Spotlighting how local district attorney elections have become focal point for criminal justice reform advocates
This notable NBC News piece, headlined “Criminal justice reformers aim big by targeting local DA races,” reports on how greater modern attentiveness to the role of prosecutors in the criminal justice system is now leading to greater modern concern for who gets elected to these positions. Here is how it gets started:
If you can’t win big, go small. That’s the strategy gaining momentum among criminal justice reformers in the age of Trump, as the federal government hardens its approach to law enforcement.
Instead of pouring money and energy into squeezing change out of Washington, national civil rights organizations are teaming with local groups to push their agendas in county-level district attorney races, where a few thousand votes can determine who asserts the most influence over the local justice system.
Picking their targets carefully, and crunching election data to influence pivotal voter blocs — and benefiting from the largesse of liberal billionaire George Soros — these crusaders have already racked up big wins, most recently in Philadelphia, where civil rights lawyer Larry Krasner was elected chief prosecutor last year.
Using Krasner as proof that their strategy can work, the American Civil Liberties Union, Color of Change and like-minded political action committees are now fixating on several 2018 races, with Dallas at the front of a list that could also include Baltimore; Charlotte, North Carolina; Los Angeles; Oakland, California; San Diego and St. Louis, as well as parts of Massachusetts, Oklahoma and Oregon.
Each will involve teams of campaign strategists and targeted voter-education drives, from public forums to digital advertising, and the hiring of formerly incarcerated men and women to canvass neighborhoods, asking voters to demand that candidates pledge to curb mass incarceration — and to cast ballots for those who agree. In some cases, political action committees will steer donations to campaigns that embrace their vision. In others, reformers are recruiting upstart candidates.
“We want to send a clear message that these are the real issues and the litmus test in the election, and to demonstrate the public demand for it,” said Scott Roberts, a senior campaign director at Color of Change, which organizes online campaigns focused on ending injustices against African-Americans. “We can put out a press release, but the candidates, the people who are trying to get votes, will respond on a deeper level when they’re hearing about it from people as they are out campaigning.”
This is a new development in American politics, where district attorney races have rarely attracted outside attention, let alone intense interest from voters. Incumbents usually run unopposed, research has found. And when they do face opposition, they usually win, with races focused on the candidates’ character and experience, or controversial cases, rather than discussions of policy.

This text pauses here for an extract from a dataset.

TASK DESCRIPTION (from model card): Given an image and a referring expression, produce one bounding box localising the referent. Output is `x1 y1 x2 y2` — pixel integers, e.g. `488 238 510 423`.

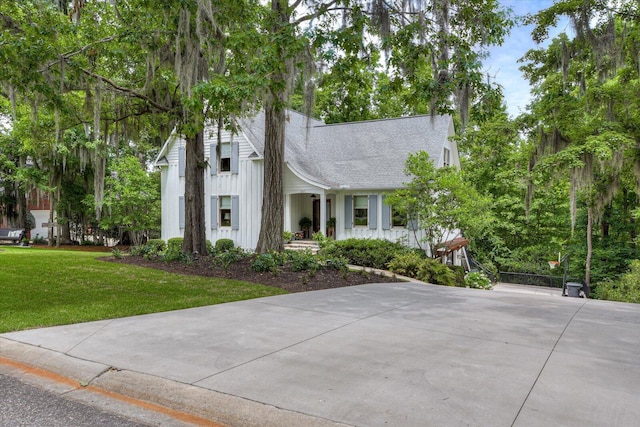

“That conventional wisdom has been turned on its head,” said David Alan Sklansky, a professor at Stanford Law School who studies prosecutors and how they wield power. “In a growing number of races, people have defeated incumbents by running on platforms that are very policy heavy. They’re not calling for more punishment, but more sensible policies,” from police oversight to criminal sentencing.
The trend began about five years ago, when Ken Thompson defeated longtime Brooklyn District Attorney Charles Hynes. Since that 2013 election, self-described reform candidates have taken office in Chicago, Denver, Houston, and Orlando, Florida, and in smaller jurisdictions in Louisiana, Mississippi, New Mexico and Texas. Many were lifted into office by outcries over police shootings, wrongful convictions or the disproportionate numbers of poor people and minorities behind bars.
The movement has been supported by new research into the causes of the three-decade rise in prison populations, which peaked in 2009, long after crime began to decline. In his 2017 book, “Locked In,” Fordham University law professor John Pfaff blamed prosecutors, “the most powerful actors in the criminal justice system,” for driving drastic increases in felony cases, all but a tiny fraction of which result in plea bargains. Those locally elected prosecutors, Pfaff wrote, are rarely held accountable by voters for their decisions.
But Pfaff also documented how reform candidates have started to challenge that narrative. Some have received donations from political action committees connected to Soros, who heads the Open Society Foundation. Some have received tactical help from national reform groups like the ACLU and Color of Change. But others haven’t, which Sklansky takes as evidence that the movement has been driven from the bottom as much as from the top.